‘Vano and Niko and Other Stories’ by Erlom Akhvlediani

‘Vano and Niko and Other Stories’ by Erlom Akhvlediani

William Armstrong - william.armstrong@hdn.com.tr

Georgian author Erlom Akhvlediani (1933-2012)

‘Vano and Niko and Other Stories’ by Erlom Akhvlediani, translated by Mikheil Kakabadze (Dalkey Archive Press, $15.95, 124 pages)

In his introduction to the late Georgian author Erlom Akhvlediani’s “Vano and Niko and Other Stories,” translator Mikheil Kakabadze writes that the reader should “think in images” rather than trying to dig too deeply for meaning. A selection of spare, parable-like tales, the book certainly leaves space for the reader to join the dots. Approached correctly, it is a stimulating and meditative read. Riches lurk under the ostensibly simple surface.

The book, which was first published in English only recently, is divided into three main sections. The first 15 stories feature the characters of Vano and Niko; the second set, “The Story of a Lazy Mouse,” consists of five stories featuring animals; the third set, “The Man Who Lost His Self and Other Stories,” consists of 21 variations on “The Story of a Man.” Each section is different but they share a minimalist style entirely free of contextual and cultural details. They are all carefully constructed and often amusing.

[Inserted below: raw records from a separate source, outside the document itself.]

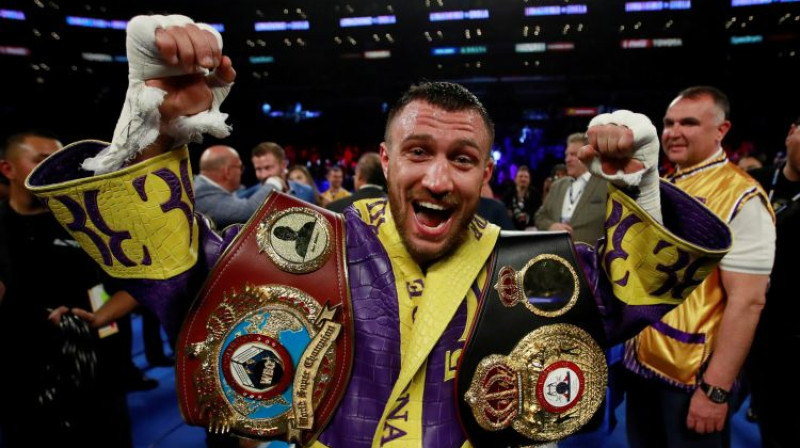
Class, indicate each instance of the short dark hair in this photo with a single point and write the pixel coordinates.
(370, 169)
(449, 96)
(17, 139)
(558, 167)
(265, 148)
(719, 97)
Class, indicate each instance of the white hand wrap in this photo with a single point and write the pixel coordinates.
(138, 124)
(646, 147)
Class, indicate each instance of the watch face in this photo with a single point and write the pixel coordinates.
(715, 394)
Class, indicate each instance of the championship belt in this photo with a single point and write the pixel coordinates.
(266, 349)
(533, 368)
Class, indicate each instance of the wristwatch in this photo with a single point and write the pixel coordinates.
(716, 394)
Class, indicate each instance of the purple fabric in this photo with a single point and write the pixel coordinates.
(65, 165)
(683, 217)
(377, 355)
(688, 338)
(376, 364)
(170, 299)
(697, 225)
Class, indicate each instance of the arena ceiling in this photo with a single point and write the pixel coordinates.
(333, 65)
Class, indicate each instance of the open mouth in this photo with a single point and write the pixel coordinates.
(433, 216)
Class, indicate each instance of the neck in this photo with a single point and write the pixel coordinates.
(24, 203)
(791, 173)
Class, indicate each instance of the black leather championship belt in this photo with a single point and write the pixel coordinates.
(266, 349)
(533, 369)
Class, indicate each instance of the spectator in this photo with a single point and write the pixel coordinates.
(269, 160)
(369, 182)
(54, 393)
(301, 175)
(576, 202)
(421, 245)
(750, 163)
(778, 332)
(523, 200)
(216, 185)
(335, 190)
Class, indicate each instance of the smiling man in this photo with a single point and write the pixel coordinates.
(435, 161)
(686, 366)
(414, 265)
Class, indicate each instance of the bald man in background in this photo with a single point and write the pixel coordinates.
(216, 185)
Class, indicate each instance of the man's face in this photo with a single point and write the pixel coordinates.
(267, 166)
(693, 130)
(298, 176)
(523, 179)
(793, 148)
(435, 163)
(335, 179)
(24, 158)
(575, 168)
(235, 169)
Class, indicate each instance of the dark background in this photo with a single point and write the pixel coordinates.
(54, 87)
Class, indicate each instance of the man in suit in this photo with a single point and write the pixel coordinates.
(216, 185)
(576, 202)
(269, 162)
(369, 182)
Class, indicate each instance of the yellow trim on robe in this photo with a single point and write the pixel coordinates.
(446, 284)
(122, 227)
(638, 250)
(723, 188)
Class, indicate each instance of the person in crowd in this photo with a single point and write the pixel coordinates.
(60, 383)
(750, 163)
(778, 331)
(269, 161)
(558, 171)
(301, 175)
(417, 259)
(523, 200)
(216, 185)
(576, 202)
(369, 182)
(684, 368)
(335, 189)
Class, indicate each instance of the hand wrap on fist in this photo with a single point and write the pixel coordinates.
(645, 150)
(139, 123)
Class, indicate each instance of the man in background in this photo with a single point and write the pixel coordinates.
(269, 162)
(369, 182)
(778, 331)
(576, 202)
(335, 190)
(523, 200)
(216, 185)
(684, 368)
(51, 394)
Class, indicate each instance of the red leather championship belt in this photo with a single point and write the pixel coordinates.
(266, 349)
(533, 369)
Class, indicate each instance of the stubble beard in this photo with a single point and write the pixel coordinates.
(400, 214)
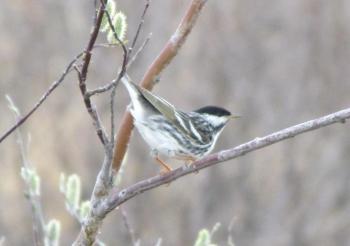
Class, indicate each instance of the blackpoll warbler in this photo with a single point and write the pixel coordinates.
(171, 132)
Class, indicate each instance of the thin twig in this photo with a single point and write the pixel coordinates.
(131, 48)
(53, 86)
(117, 197)
(164, 58)
(34, 200)
(82, 75)
(143, 45)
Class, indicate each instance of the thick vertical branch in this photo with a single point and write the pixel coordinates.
(162, 60)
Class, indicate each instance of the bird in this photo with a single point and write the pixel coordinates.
(171, 132)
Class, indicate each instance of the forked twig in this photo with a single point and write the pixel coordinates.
(53, 86)
(163, 59)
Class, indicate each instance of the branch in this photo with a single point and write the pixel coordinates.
(164, 58)
(82, 75)
(54, 85)
(116, 198)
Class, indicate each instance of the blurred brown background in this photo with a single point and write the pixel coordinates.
(275, 62)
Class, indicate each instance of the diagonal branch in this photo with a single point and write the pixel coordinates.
(164, 58)
(116, 198)
(82, 75)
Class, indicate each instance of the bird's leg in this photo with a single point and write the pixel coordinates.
(165, 167)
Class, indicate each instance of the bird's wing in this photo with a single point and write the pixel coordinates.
(179, 119)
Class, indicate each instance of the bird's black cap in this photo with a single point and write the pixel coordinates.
(213, 110)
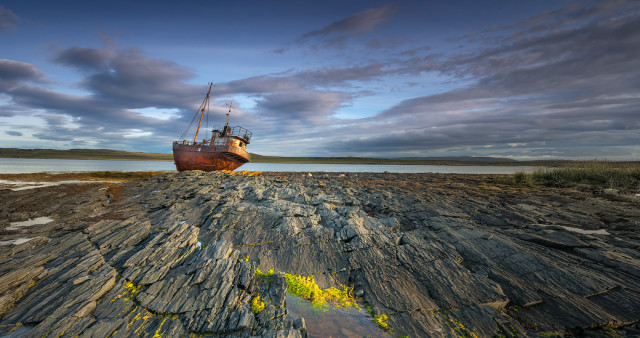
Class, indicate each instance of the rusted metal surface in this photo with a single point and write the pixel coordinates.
(225, 150)
(208, 157)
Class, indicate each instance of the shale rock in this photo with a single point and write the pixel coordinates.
(441, 255)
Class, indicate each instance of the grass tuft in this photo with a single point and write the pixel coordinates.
(622, 176)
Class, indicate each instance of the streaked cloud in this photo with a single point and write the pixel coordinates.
(8, 19)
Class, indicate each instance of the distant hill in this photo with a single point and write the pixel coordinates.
(83, 154)
(108, 154)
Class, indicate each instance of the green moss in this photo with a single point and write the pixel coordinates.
(132, 288)
(307, 288)
(261, 274)
(381, 321)
(257, 305)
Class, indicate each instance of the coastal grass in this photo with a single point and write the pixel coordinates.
(622, 176)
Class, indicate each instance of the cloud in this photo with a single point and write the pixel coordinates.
(357, 24)
(8, 19)
(119, 82)
(573, 85)
(85, 58)
(11, 70)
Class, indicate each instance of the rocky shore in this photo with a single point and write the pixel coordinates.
(440, 255)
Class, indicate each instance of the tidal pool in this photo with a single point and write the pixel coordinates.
(330, 321)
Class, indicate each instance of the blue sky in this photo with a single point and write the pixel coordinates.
(519, 79)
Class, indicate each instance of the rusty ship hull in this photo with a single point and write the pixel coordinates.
(208, 157)
(223, 150)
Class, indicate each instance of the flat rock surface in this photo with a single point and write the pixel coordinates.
(440, 255)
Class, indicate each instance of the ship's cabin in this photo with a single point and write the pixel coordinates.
(232, 136)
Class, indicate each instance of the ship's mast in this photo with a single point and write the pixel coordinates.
(204, 106)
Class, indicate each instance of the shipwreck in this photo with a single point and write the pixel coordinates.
(225, 149)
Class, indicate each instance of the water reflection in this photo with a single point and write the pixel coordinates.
(34, 165)
(333, 322)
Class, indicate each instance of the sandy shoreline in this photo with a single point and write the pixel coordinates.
(439, 254)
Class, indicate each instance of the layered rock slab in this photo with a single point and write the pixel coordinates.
(441, 255)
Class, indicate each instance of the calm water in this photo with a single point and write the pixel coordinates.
(333, 322)
(31, 165)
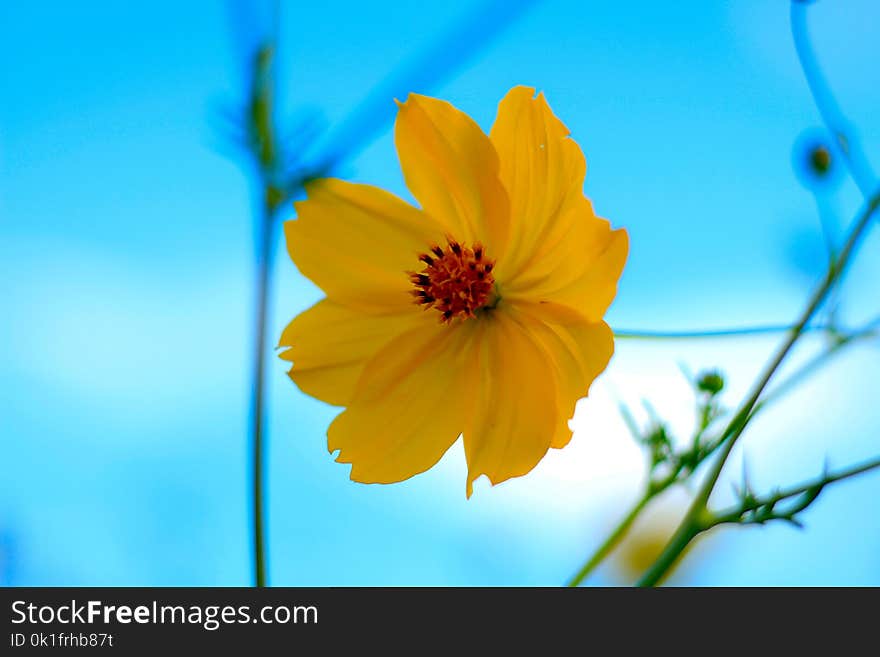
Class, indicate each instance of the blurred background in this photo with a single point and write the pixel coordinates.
(126, 255)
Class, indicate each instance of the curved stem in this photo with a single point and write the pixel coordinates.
(610, 543)
(832, 116)
(690, 525)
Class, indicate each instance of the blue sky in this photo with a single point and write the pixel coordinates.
(126, 247)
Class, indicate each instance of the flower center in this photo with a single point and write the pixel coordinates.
(456, 280)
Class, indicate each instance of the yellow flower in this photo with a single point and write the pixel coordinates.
(478, 315)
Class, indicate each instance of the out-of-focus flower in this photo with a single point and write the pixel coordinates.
(479, 314)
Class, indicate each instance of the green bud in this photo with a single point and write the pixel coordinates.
(711, 382)
(820, 160)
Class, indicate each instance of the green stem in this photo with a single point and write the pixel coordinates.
(735, 514)
(829, 110)
(258, 401)
(693, 520)
(611, 542)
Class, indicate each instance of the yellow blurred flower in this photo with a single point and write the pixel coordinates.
(479, 314)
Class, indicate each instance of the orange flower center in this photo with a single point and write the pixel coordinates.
(456, 280)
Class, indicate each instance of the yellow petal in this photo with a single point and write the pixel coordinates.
(451, 167)
(577, 349)
(579, 270)
(329, 344)
(514, 417)
(408, 407)
(356, 242)
(541, 168)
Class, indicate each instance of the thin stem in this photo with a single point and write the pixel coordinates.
(836, 123)
(735, 514)
(611, 542)
(867, 332)
(770, 329)
(258, 401)
(696, 513)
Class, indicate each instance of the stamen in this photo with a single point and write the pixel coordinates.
(458, 282)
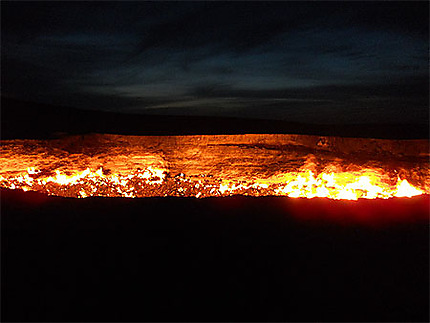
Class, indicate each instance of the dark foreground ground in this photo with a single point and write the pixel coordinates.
(216, 259)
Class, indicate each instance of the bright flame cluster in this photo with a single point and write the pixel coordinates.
(338, 186)
(153, 181)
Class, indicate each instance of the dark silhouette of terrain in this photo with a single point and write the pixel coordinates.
(27, 120)
(217, 259)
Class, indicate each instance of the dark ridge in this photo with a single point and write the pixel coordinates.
(27, 120)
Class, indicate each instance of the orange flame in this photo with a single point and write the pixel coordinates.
(156, 182)
(204, 166)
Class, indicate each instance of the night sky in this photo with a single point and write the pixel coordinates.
(314, 62)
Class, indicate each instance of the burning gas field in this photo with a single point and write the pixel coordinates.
(217, 165)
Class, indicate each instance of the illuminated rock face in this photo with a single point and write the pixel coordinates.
(220, 165)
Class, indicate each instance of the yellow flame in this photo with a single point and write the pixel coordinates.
(153, 182)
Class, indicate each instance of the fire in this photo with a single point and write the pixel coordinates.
(157, 182)
(120, 166)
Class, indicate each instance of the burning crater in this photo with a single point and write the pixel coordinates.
(217, 165)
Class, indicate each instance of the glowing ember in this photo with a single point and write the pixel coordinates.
(206, 169)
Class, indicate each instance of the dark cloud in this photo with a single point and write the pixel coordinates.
(256, 59)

The tales featuring Vano and Niko are simple and vignette-like, limited to symbolic essentials: Trees, houses, streets, sun, rain. There are no long descriptive paragraphs and the writing is almost entirely free of adjectives. There is also little character development. Vano is generally presented as gentle, kind and deferential; Niko is more impulsive and quick to anger. Over the course of the stories a struggle plays out between the two sides of human nature, but the relationship between Vano and Niko shifts from antagonistic to warm depending on the story.

Few of these unusual tales are more than three pages long. Some are more abstract and cryptic than others, though none give up their secrets at first reading. Although they address fundamental elements of the human condition, they do not offer trite or easy lessons. The reader has to exercise their own brain muscle to mine meaning from the stories.

The later fable-like tales of animals and the natural world appear at first to be more straightforward. But they often take surprisingly dark turns, and they rarely follow an obvious arc or point to a clear moral. In one story Niko owes Vano money. Vano becomes increasingly desperate and paranoid as his friend repeatedly fails to repay him, before Niko eventually gives him the money without comment. It is up to the reader to decide whether the meaning is opaque or perfectly clear.

Akhvlediani was born in 1933 and became one of Georgia’s most cherished authors and screenwriters. “Vano and Niko” was written in the 1950s and has apparently been included in university philosophy curriculums in Georgia. But its themes are also among the great themes of literature: The difficulty of achieving satisfaction, the trouble with communication, the irony of fleeting human relations, life itself. We understand from these strange, teasing, rewarding tales that joy and pain should both be cherished as inalienable signs of life.